Frida and her lover Diego had separate bedrooms (the house has several). They had numerous affairs with other people, were married, divorced, and married again. They were both passionate artists and activists – why would their relationship be without passion and tumult? To some people’s standards it would be a nightmare to be in that relationship, but Frida and Diego were just doing them and I’m sure sometimes it was good, and sometimes it was not good. Point is: they’re one of history’s most iconic power couples and each made serious impacts and supported each other in their own ways.
Colourful details make life magical.
I thought this when I saw Frida’s four-poster bed and saw that it has a butterfly shadowbox on its ceiling. Colourful details are all over the house – tiles and designs on her kitchen walls, on her chair and table legs, in her garden. Did she know that people – anyone – would see them all? Probably not. The personalized details she put into her space are what made her life seem magical, to me.

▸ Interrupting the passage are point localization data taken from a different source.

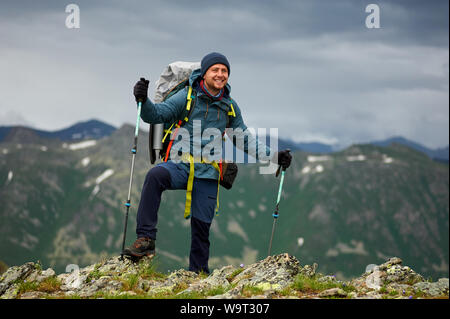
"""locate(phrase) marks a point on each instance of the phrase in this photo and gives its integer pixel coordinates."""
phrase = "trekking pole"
(133, 151)
(276, 214)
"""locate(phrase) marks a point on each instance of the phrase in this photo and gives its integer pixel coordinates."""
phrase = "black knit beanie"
(211, 59)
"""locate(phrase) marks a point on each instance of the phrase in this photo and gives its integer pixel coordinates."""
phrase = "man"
(212, 103)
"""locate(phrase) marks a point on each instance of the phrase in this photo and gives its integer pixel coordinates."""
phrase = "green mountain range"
(63, 203)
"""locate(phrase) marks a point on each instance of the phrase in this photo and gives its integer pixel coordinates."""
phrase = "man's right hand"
(140, 90)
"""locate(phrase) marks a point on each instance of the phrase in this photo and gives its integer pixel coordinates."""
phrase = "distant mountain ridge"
(92, 129)
(95, 129)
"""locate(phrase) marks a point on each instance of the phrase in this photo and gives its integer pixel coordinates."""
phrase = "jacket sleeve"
(166, 112)
(244, 139)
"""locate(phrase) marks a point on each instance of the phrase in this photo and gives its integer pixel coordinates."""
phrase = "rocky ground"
(279, 276)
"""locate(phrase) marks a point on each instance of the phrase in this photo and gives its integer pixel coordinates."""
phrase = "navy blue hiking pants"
(170, 176)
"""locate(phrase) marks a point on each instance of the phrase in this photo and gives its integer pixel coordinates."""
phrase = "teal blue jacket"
(211, 114)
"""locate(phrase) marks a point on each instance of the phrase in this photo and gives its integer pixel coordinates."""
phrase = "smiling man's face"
(216, 78)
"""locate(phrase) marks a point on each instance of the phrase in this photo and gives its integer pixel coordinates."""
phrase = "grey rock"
(333, 292)
(433, 289)
(13, 275)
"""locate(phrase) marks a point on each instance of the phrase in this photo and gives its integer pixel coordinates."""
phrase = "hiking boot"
(143, 246)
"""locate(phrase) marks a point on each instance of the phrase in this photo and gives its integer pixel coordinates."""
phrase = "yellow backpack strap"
(189, 101)
(216, 166)
(231, 112)
(190, 185)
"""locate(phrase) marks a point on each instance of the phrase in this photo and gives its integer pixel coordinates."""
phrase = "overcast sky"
(310, 68)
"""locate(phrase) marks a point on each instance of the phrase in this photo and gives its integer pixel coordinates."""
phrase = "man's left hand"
(284, 158)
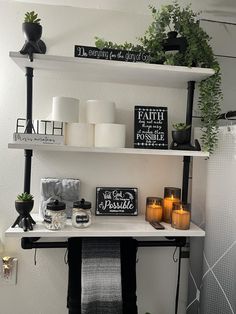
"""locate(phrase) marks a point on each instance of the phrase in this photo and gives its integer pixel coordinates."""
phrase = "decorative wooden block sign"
(150, 127)
(39, 132)
(111, 54)
(113, 201)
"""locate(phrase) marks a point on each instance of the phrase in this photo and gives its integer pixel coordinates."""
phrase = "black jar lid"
(82, 204)
(56, 205)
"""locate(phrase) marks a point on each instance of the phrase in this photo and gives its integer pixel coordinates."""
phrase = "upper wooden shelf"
(112, 71)
(134, 151)
(108, 227)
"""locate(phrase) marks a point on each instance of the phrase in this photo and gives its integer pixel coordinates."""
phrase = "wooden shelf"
(134, 151)
(112, 71)
(108, 227)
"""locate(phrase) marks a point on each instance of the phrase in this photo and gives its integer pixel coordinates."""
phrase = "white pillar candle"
(79, 134)
(100, 111)
(65, 109)
(109, 135)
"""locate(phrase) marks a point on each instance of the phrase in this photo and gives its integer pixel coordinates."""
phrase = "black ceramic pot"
(181, 136)
(24, 207)
(32, 31)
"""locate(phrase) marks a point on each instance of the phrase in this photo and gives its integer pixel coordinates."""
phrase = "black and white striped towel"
(101, 276)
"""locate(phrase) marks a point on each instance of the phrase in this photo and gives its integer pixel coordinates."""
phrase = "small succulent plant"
(181, 126)
(24, 197)
(31, 17)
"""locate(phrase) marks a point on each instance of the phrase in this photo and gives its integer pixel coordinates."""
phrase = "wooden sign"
(150, 127)
(111, 54)
(112, 201)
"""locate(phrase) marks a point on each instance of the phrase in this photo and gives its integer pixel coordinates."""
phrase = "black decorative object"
(24, 204)
(115, 201)
(32, 31)
(111, 54)
(150, 127)
(181, 141)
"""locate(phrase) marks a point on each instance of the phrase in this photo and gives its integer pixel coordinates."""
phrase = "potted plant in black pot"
(32, 31)
(24, 204)
(181, 136)
(198, 52)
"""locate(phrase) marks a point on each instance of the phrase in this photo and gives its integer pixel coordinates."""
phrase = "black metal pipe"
(29, 99)
(31, 243)
(186, 159)
(29, 110)
(190, 97)
(185, 181)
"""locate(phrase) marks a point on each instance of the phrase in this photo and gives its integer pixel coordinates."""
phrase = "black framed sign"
(150, 127)
(115, 201)
(111, 54)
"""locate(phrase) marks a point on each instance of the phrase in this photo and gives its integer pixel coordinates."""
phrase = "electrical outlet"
(8, 270)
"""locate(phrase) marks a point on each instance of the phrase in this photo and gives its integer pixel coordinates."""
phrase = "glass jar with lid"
(81, 214)
(55, 215)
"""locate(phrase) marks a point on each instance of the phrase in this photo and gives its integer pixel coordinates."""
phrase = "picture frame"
(116, 201)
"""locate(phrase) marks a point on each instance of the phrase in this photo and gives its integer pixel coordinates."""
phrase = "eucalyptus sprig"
(198, 53)
(24, 197)
(31, 17)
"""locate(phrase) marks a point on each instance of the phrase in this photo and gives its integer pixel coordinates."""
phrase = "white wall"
(41, 289)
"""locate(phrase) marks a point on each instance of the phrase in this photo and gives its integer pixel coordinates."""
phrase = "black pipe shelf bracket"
(32, 243)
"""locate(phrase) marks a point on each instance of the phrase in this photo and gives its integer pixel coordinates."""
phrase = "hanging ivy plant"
(198, 53)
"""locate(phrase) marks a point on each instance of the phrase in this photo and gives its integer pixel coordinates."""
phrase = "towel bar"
(32, 243)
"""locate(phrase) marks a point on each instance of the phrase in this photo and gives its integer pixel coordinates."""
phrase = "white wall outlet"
(8, 270)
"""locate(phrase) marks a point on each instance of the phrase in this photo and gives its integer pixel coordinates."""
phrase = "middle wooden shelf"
(134, 151)
(116, 226)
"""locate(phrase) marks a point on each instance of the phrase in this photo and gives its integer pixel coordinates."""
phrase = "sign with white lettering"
(111, 54)
(114, 201)
(150, 127)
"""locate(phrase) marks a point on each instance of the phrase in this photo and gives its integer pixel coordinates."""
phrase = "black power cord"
(178, 281)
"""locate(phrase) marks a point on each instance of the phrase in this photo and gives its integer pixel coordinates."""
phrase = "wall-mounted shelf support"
(186, 159)
(29, 109)
(32, 243)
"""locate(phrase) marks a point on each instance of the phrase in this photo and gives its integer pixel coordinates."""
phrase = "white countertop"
(107, 226)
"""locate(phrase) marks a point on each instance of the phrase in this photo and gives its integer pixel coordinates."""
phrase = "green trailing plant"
(31, 17)
(24, 197)
(181, 126)
(198, 53)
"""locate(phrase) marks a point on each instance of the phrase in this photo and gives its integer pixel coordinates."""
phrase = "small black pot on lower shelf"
(24, 220)
(33, 44)
(182, 140)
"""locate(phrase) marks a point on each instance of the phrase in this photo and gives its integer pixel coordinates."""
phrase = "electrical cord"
(178, 281)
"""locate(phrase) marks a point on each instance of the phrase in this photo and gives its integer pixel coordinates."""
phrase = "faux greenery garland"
(198, 53)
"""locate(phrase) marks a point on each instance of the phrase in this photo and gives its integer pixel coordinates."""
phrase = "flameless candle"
(171, 196)
(181, 216)
(153, 209)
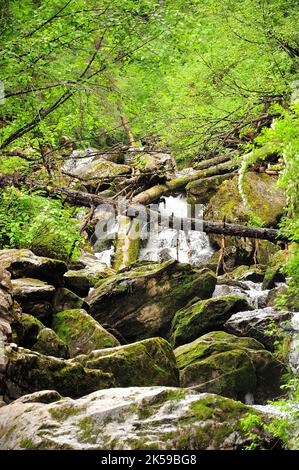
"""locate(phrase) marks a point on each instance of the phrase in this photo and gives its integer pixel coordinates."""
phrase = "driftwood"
(152, 194)
(85, 199)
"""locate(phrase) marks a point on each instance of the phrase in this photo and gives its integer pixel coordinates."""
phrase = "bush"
(38, 223)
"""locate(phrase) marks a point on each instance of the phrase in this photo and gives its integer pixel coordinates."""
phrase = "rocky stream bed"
(161, 353)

Your choices can make a statement.
To Frida, her clothes were a way to express her freedom and personality. She was, in every sense of the word, radical. She refused to blend into the background and her clothes said that. Seeing her Tehuana-style dresses on mannequins was really humbling and inspiring and definitely made me consider investing some more thought and money into my own wardrobe.
Physical obstacles don’t have to stop you from leaving a legacy of beauty.
Frida contracted polio at age six, was in a car accident at eighteen and had to wear a plaster corset, and had her leg amputated close to her death. Still, she became a beauty and style icon. Time magazine sums up, to me, her creative approach to adorning her body: “Even in the final moments of her life, she remained elaborate and designed her prosthetic leg with a red boot decorated with Chinese embroidery and a small bell.” Because FRIDA.
Now, whenever I wish my apartment was better, or that I was taller, or anything like that, I will think of the creative universe that is Casa de Frida and remember, it’s all in the ‘tude. Having a “great life,” starts with having a creative perspective on the daily. Frida’s house is a perfect example of that.